Personal information
- Full name: Garret Andrew Kusch
- Date of birth: 26 September 1973 (age 52)
- Place of birth: Richmond, British Columbia, Canada
- Height: 1.89 m (6 ft 2+1⁄2 in)
- Position: Striker

Senior career*
- Years: Team / Apps / (Gls)
- 1995–1997: Vancouver 86ers / 45 / (17)
- 1997–1998: Oostende / 0 / (0)
- 1998–1999: RAEC Mons / 23 / (10)
- 1999–2000: KV Mechelen / 2 / (0)
- 2000: Mjällby / 11 / (8)
- 2001: Hønefoss / 22 / (6)
- 2007: Columbus Clan FC

International career
- 1991: Canada U20 / 2 / (0)
- 1994–1996: Canada U23 / 8 / (1)
- 1997–2001: Canada / 21 / (1)

Medal record
Representing Canada
Men's soccer
CONCACAF Gold Cup
| Winner | 2000 United States |  |

= Garret Kusch =

Canadian former soccer player (born 1973)

Garret Andrew Kusch (born 26 September 1973) is a Canadian former soccer player who played at both professional and international levels as a striker. After retiring as a player, Kusch became a Chiropractor.

==Club career==
Born in Richmond, British Columbia, Kusch started his career at local side Vancouver 86ers and then played successfully in a Belgian lower division with Mons. Injury-hit, he then only featured twice for Mechelen in the Belgian First Division in the 1999/2000 season. He revived his career after a foot injury at Swedish second division side Mjällby only to finish the first of his two years-contract at Norwegian second division outfit Hønefoss to quit professional soccer aged just 28 in 2001 to continue his studies.
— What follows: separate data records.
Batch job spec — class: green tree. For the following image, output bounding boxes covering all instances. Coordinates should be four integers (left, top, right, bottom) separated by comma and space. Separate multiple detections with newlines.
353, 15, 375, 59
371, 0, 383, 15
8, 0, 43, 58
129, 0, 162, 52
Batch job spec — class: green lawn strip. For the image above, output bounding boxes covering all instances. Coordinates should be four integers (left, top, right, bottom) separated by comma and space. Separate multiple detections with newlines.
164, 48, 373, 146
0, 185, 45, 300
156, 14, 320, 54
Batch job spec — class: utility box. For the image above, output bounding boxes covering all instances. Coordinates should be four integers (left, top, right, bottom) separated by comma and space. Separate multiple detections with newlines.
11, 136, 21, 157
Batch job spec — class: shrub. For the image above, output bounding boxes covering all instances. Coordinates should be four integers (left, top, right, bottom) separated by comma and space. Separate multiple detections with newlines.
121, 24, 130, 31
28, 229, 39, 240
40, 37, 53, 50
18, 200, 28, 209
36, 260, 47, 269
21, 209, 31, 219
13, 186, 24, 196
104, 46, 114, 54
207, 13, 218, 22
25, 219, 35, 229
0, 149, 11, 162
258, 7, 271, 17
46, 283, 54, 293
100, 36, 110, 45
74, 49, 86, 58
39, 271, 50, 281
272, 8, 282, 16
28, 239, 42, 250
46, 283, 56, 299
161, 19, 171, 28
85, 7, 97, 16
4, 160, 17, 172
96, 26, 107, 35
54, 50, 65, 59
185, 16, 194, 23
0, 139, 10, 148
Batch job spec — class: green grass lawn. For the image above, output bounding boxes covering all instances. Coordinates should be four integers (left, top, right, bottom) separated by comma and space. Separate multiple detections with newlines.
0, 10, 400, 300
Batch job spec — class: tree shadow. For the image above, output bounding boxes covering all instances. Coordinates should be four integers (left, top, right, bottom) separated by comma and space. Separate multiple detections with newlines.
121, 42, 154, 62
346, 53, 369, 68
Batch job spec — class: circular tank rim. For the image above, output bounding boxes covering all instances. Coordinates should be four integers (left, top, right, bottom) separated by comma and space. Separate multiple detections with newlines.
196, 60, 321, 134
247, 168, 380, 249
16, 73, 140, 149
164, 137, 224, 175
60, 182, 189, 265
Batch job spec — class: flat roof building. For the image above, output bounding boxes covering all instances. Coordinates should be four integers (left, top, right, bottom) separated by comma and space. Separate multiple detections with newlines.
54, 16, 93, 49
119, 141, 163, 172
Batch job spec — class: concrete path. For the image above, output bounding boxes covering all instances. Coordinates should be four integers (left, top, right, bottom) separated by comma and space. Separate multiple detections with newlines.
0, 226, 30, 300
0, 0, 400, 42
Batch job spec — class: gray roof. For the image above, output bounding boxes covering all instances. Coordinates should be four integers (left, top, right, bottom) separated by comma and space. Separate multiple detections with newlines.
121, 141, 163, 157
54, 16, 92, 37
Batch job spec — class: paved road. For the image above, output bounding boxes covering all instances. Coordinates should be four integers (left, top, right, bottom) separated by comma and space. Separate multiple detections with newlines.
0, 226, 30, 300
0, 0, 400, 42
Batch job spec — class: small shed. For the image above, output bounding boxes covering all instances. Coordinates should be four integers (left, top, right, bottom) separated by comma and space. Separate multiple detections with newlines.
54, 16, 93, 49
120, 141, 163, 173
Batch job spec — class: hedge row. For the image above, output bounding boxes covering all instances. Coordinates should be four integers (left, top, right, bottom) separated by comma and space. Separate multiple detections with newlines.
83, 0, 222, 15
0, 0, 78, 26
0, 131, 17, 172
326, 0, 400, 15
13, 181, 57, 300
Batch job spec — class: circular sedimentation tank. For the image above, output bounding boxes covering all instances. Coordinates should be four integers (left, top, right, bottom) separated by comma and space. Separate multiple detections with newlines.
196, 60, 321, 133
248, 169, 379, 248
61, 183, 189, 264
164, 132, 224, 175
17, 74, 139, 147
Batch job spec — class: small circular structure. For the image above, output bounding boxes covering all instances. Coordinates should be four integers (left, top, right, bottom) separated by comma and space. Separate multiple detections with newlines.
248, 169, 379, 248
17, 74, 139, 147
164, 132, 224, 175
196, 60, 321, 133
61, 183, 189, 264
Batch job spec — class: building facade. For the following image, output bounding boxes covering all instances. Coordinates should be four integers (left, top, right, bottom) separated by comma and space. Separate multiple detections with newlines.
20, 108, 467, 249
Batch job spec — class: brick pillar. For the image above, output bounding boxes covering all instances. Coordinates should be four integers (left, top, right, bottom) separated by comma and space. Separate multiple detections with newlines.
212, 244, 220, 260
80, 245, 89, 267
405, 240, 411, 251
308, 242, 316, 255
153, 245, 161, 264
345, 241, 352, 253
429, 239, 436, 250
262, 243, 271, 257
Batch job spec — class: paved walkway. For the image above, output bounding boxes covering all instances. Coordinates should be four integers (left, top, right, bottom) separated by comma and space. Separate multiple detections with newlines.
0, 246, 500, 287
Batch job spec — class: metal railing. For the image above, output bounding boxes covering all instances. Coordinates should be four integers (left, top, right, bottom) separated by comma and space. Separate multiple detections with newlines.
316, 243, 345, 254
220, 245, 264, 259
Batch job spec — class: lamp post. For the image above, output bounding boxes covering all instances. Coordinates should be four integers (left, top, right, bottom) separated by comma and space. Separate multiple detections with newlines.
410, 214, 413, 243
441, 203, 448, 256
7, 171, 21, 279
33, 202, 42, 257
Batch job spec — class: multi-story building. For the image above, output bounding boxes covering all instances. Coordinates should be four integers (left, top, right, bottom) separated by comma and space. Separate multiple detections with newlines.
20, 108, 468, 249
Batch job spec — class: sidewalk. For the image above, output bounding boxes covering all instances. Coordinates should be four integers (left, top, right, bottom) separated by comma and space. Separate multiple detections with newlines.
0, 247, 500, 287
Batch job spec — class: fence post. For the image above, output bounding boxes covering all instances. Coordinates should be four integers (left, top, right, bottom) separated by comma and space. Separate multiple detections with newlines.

Kusch briefly came out of retirement in 2007 to play for Columbus Clan FC; earning a silver medal in the Open Canada Cup.

==International career==
Kusch made his debut for Canada in an April 1997 FIFA World Cup qualification match against El Salvador in Vancouver and earned a total of 21 caps, scoring 1 goal in a 2001 friendly against Iran. He represented Canada in five FIFA World Cup qualification matches and participated in the 2001 FIFA Confederations Cup, where he played his final international against Cameroon.

==Personal life==
Kusch works for the Canada national team as a chiropractor. His son, Ryder, plays tight end for the Temple Owls football team.